From Stumbles to Steel

Belgium’s group campaign was not what they had drawn up on the tactics board. Two draws to open, one emphatic win to close. The path to first place was not smooth, but it was enough.

“We wanted to end first in the group and this is what we did,” Garcia said. “I wish we had won more games, all the games, but we’re not going to go back in the past. What matters now is that we progressed out of the group stage.”

That is the hard edge of tournament football. Style points vanish the moment the bracket appears. The room for error shrinks. Every misplaced pass, every lapse in concentration, can end a World Cup.

Belgium know it. Senegal will make sure they feel it.

Senegal Next, and No Room for Illusions

Attention now swings fully to the African champions, a side built on intensity, physicality and a refusal to bow to reputations. There is no easing into this knockout tie. Belgium either match Senegal’s edge or they go home.

Inside the Belgian camp, the message is clear: forget favourites, forget seeding, forget the noise.

Atalanta forward De Ketelaere pointed to the jolt that ran through the tournament on Monday, when Paraguay stunned Germany and blew up another bracket.

Paraguay’s win echoed across every team hotel.

“I don’t think it matters who is the favourite,” De Ketelaere said. “It matters that we have confidence in ourselves and that we are sharp tomorrow to just go win this game, because yesterday showed us that to be favourites or not, it doesn’t matter. We need to be alert and sharp to win the game.”

That is the reality check Belgium needed, if they even needed one. Names on paper do not win knockout ties.

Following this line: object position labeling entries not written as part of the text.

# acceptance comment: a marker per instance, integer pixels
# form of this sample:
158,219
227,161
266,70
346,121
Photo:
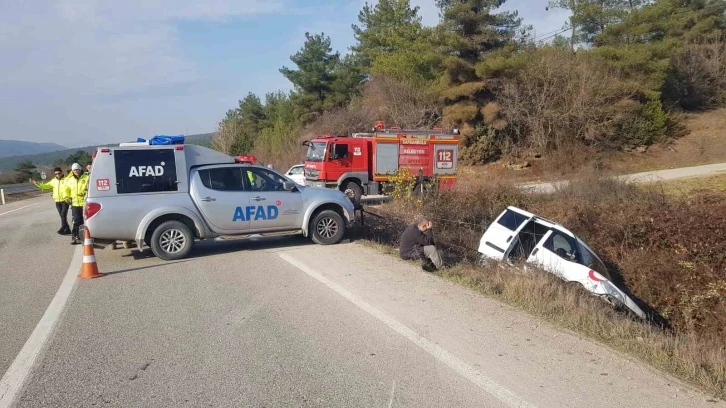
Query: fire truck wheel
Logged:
327,227
421,188
353,191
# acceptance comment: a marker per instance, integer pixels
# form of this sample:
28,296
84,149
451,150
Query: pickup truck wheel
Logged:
172,240
353,191
327,228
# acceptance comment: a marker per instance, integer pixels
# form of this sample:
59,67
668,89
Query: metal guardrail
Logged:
18,188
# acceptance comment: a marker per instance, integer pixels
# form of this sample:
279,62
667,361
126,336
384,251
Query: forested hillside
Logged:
615,77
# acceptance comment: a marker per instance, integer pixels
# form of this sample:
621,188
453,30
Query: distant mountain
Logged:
52,157
18,147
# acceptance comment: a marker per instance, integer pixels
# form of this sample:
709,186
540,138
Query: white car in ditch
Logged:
518,234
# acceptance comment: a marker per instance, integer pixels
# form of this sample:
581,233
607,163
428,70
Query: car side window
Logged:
562,245
511,220
223,179
263,180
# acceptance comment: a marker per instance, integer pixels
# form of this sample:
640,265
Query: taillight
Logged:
91,210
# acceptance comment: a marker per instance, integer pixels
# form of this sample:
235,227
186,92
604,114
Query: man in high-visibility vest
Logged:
76,187
57,185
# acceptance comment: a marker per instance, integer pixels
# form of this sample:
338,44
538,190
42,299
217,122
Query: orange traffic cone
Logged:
89,269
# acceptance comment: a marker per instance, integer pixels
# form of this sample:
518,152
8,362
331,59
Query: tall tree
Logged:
469,31
474,30
678,20
387,26
391,41
590,18
314,80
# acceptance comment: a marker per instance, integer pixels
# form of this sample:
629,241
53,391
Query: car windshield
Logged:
588,258
316,152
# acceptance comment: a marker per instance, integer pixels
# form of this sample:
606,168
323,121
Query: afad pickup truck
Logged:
168,196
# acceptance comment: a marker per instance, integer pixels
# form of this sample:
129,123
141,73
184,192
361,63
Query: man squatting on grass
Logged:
417,242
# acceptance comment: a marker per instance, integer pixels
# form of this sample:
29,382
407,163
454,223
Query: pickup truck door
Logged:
274,209
219,193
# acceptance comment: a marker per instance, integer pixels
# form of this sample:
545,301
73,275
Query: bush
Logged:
697,77
667,251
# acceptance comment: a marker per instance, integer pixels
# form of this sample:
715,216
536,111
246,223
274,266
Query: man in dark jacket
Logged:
417,242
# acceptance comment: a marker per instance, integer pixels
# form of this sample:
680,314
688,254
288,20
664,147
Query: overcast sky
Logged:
84,72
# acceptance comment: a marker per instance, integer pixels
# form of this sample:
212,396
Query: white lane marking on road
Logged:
393,392
501,393
13,380
18,209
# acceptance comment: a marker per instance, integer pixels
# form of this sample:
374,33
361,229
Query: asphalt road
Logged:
644,177
282,322
17,188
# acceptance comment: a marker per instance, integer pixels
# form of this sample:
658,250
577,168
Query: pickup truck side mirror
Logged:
288,185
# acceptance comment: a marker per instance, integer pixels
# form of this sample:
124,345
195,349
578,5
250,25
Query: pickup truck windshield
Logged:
316,152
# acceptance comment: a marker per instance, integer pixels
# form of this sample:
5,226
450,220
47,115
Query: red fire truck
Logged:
363,163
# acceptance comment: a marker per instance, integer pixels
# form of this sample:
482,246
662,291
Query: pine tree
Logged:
470,31
322,81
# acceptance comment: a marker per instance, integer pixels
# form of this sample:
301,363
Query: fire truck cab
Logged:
363,163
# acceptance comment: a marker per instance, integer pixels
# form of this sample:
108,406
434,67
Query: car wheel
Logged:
353,191
327,228
172,240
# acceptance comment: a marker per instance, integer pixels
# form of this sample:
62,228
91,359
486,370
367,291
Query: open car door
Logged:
498,238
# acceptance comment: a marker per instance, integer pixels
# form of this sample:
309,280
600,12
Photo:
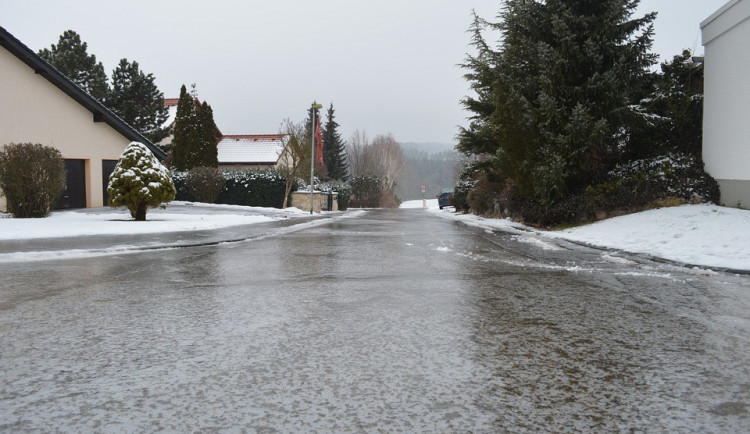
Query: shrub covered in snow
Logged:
242,187
139,182
32,177
640,182
205,183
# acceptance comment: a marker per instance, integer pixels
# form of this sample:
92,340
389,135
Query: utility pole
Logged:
312,156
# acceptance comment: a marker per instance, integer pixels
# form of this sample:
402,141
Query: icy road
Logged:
393,321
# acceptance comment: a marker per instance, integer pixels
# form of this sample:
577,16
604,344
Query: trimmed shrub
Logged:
205,183
32,178
242,187
139,182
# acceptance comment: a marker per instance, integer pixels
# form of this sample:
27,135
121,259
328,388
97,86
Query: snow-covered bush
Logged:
139,182
205,183
32,177
263,188
640,182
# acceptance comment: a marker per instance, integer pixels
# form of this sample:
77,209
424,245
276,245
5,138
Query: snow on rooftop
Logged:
250,149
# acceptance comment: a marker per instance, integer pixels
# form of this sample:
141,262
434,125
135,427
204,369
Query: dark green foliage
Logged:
366,191
343,189
552,102
136,100
671,111
209,137
641,182
205,183
195,134
334,149
139,182
629,187
242,187
186,140
32,177
70,57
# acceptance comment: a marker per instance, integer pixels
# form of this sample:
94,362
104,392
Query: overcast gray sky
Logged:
386,65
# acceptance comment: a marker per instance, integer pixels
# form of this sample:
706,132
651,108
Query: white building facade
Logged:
726,109
40,105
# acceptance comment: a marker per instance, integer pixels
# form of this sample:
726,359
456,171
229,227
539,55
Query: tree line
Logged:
132,94
564,99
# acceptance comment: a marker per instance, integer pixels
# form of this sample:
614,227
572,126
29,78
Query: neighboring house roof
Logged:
250,149
99,111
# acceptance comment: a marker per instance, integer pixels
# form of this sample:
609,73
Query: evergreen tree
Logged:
671,111
195,134
209,137
136,99
70,57
186,140
553,101
334,148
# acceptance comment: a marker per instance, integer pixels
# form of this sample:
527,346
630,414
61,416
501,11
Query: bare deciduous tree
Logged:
388,159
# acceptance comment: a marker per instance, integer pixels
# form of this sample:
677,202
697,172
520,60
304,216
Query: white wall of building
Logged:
726,119
34,110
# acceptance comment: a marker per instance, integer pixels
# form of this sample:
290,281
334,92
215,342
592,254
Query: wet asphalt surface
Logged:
388,321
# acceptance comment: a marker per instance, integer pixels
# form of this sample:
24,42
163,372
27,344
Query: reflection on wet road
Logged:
392,321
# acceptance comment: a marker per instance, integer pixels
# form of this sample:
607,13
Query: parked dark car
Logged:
445,197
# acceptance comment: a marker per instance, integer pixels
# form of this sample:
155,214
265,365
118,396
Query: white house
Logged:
255,151
38,104
726,109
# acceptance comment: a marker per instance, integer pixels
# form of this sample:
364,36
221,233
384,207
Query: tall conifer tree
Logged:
186,140
209,137
70,56
136,99
553,101
334,148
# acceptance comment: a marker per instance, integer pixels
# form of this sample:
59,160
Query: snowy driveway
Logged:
391,321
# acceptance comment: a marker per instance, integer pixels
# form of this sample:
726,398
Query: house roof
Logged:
250,149
725,18
99,111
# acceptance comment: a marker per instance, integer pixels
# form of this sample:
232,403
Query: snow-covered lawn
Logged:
119,222
703,235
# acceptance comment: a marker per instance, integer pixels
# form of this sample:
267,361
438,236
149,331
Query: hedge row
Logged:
242,187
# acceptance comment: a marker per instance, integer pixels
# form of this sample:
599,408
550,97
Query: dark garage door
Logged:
74,195
108,166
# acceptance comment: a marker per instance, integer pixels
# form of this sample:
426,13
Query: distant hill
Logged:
435,167
428,147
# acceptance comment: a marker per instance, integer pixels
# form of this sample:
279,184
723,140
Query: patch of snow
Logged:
700,235
704,235
544,245
431,204
74,224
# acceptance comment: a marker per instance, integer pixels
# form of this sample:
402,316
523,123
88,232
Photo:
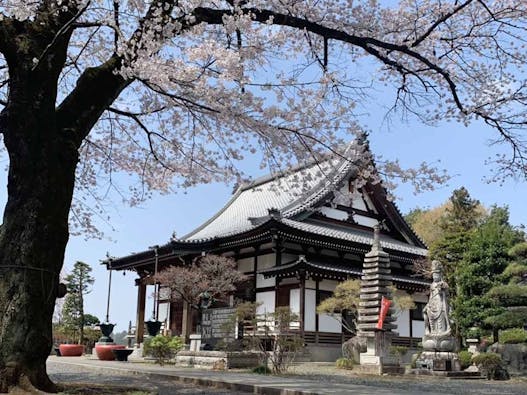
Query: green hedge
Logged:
465,359
344,363
513,336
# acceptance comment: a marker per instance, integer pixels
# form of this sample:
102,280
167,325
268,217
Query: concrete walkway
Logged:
262,384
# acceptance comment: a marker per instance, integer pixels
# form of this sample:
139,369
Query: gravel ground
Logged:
326,372
70,373
317,372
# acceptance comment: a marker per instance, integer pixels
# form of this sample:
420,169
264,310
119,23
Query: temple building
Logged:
296,235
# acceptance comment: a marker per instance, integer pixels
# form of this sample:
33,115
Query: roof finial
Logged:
376,246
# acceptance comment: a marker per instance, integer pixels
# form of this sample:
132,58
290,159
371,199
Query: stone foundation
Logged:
439,361
217,359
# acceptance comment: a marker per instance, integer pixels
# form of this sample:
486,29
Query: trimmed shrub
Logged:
344,363
489,364
465,359
513,336
398,351
163,348
262,369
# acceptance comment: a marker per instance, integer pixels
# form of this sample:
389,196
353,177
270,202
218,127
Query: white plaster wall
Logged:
163,311
245,265
418,328
294,300
403,323
420,297
311,284
365,221
327,323
327,285
310,310
266,301
370,203
265,261
294,305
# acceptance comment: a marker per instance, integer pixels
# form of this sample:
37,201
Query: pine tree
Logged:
509,298
462,216
484,260
79,283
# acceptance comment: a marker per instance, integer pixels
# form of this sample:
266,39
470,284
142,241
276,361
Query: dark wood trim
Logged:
302,291
255,270
317,301
266,289
140,318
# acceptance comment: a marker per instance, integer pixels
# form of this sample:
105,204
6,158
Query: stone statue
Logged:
436,314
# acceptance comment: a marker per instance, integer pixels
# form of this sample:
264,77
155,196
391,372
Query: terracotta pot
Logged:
153,327
71,350
104,351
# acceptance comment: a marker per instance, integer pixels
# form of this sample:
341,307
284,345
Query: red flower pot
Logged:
71,350
104,351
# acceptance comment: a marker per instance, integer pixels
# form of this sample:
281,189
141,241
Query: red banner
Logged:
385,306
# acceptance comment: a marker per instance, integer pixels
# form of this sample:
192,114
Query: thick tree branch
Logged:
96,89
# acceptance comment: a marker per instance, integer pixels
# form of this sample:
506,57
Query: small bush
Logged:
415,357
474,333
262,369
163,348
344,363
465,359
489,363
398,351
513,336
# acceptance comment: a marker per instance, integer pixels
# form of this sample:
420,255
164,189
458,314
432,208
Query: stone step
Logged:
383,290
370,303
376,270
375,283
373,326
375,296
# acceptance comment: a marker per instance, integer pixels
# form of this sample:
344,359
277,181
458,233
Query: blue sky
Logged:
462,151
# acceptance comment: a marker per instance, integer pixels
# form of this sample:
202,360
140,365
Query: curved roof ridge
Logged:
324,187
291,191
211,219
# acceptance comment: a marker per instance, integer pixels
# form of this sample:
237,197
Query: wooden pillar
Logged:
140,318
317,302
186,324
302,302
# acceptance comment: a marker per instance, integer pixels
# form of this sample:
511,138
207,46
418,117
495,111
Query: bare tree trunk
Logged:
34,232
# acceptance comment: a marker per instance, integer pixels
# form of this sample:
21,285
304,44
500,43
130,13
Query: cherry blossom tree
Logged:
168,94
213,274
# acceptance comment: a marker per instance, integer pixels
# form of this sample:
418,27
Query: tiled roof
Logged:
289,193
353,234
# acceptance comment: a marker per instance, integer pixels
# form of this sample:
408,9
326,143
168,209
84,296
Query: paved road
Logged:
165,386
305,379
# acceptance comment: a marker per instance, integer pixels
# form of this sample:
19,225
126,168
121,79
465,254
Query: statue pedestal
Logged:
439,361
377,358
195,342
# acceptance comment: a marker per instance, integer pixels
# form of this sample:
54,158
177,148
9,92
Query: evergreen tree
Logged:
484,260
462,215
509,298
79,283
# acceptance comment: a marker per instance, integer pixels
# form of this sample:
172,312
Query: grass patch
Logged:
89,389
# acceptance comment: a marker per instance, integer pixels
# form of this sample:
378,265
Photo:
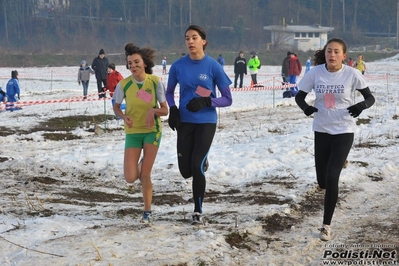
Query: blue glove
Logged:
197,103
355,110
174,118
310,110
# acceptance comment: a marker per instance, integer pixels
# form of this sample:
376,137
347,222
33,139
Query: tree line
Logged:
79,26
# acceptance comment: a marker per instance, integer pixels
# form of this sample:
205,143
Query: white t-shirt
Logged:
334,94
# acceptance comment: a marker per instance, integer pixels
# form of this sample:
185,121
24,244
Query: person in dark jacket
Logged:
84,77
285,67
295,70
3,97
100,66
240,68
13,91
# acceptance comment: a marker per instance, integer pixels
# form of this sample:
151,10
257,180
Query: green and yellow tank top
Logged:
137,106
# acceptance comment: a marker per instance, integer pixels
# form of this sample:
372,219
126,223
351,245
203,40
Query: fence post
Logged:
274,92
51,82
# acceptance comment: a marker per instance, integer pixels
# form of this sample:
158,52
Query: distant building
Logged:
50,4
299,37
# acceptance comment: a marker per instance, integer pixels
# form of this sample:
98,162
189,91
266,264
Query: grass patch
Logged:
277,222
364,121
70,122
60,136
235,239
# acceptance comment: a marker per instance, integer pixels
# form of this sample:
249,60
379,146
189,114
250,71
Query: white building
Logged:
48,4
297,37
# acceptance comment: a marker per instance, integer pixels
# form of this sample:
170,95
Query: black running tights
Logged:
331,152
193,144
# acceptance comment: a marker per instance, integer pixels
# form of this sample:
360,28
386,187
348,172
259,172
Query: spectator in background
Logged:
240,68
164,72
360,64
285,69
308,64
221,60
13,91
295,69
253,65
113,79
3,96
100,65
84,77
351,62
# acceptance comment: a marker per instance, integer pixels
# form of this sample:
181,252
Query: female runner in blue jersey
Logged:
195,119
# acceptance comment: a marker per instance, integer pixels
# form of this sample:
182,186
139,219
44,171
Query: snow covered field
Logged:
65,202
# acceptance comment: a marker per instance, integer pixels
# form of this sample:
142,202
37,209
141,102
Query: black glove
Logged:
356,109
174,118
310,110
197,103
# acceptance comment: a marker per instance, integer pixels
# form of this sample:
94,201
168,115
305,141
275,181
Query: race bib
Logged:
145,96
201,91
329,100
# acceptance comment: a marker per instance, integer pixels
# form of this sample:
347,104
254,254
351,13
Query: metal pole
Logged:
343,15
274,92
190,13
397,25
51,82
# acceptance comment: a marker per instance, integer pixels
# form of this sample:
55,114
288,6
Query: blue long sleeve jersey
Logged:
190,74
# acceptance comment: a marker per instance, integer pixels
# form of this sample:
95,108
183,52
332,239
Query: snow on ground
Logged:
65,202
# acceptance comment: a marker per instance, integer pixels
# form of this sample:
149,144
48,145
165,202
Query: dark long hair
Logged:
320,55
147,54
201,32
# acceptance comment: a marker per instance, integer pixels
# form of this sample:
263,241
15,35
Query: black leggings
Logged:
253,77
193,144
331,152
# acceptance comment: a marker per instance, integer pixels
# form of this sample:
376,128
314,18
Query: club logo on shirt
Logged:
330,89
202,77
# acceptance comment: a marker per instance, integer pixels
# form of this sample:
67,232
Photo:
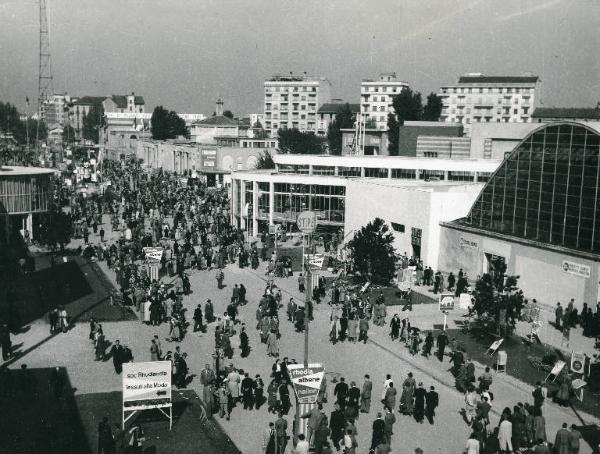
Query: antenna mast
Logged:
44,70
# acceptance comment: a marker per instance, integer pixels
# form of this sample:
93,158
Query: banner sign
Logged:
576,268
577,362
146,381
465,301
467,244
153,253
446,301
315,260
306,381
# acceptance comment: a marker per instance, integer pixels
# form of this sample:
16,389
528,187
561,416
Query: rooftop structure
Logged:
477,98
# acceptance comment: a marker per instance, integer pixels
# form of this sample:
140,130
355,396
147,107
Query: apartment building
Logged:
293,101
376,99
477,98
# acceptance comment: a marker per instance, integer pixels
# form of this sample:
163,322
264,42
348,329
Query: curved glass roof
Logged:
546,190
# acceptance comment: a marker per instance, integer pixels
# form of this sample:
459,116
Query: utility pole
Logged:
44,69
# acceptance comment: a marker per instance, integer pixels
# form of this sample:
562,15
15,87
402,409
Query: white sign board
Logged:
465,301
153,253
146,381
446,301
307,222
306,381
576,268
578,362
315,260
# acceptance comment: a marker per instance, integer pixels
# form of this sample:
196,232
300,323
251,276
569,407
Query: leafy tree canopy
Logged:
295,141
433,108
343,120
373,252
166,124
92,122
265,160
68,135
408,106
498,301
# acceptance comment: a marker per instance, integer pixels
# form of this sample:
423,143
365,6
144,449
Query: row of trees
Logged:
166,124
11,123
408,106
498,301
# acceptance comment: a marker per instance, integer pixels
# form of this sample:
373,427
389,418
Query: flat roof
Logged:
391,162
270,175
21,170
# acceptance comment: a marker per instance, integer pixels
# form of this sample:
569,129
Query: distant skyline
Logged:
184,54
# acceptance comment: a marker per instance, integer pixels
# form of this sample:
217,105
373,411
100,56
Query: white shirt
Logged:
302,447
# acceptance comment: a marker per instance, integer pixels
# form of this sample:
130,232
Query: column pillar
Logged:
271,201
254,209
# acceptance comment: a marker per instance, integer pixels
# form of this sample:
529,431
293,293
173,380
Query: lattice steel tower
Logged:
45,67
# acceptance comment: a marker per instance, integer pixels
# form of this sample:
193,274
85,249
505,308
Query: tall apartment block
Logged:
476,98
293,101
376,98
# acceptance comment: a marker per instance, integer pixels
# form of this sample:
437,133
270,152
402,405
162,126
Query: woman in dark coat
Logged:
419,410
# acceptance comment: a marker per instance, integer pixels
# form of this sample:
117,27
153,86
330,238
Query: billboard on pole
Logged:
306,381
146,381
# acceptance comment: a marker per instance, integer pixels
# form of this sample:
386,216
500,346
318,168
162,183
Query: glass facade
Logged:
546,190
291,199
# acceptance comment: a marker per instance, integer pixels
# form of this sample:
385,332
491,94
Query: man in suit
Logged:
314,417
365,395
389,419
353,399
270,440
341,391
431,403
116,352
562,440
336,425
281,433
378,435
248,386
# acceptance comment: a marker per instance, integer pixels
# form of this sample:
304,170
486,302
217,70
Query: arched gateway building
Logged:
539,214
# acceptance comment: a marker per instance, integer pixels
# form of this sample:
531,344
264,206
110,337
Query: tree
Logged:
294,141
265,161
167,124
92,122
408,106
56,229
433,108
68,135
498,301
373,252
344,119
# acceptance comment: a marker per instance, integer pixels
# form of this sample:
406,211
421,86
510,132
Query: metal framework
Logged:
44,68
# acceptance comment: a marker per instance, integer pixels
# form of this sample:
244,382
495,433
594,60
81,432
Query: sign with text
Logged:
146,381
307,222
315,260
576,268
465,301
446,301
153,253
306,381
577,362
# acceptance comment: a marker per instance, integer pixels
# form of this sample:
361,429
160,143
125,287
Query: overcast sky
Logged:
185,54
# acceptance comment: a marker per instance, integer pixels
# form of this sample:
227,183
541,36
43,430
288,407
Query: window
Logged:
349,171
400,228
548,188
408,174
373,172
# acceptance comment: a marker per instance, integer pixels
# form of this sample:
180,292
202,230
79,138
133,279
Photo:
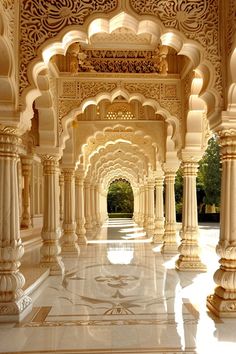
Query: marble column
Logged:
14,304
26,163
159,220
189,259
79,208
150,215
51,231
88,219
170,243
97,205
223,301
61,199
70,246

Fresh legs, clear minds and ruthless moments do.

For the first time at this World Cup, Garcia has his full squad at his disposal. Lukaku is edging closer to full rhythm. Doku is back from London and ready to stretch defences. De Ketelaere’s knee has settled. The group-stage stutters are banked, the table is topped, the excuses are gone.

Now comes Senegal, and with them the question Belgium have been circling for years: is this a group that finally delivers when the stakes are highest, or another chapter in a story of almost?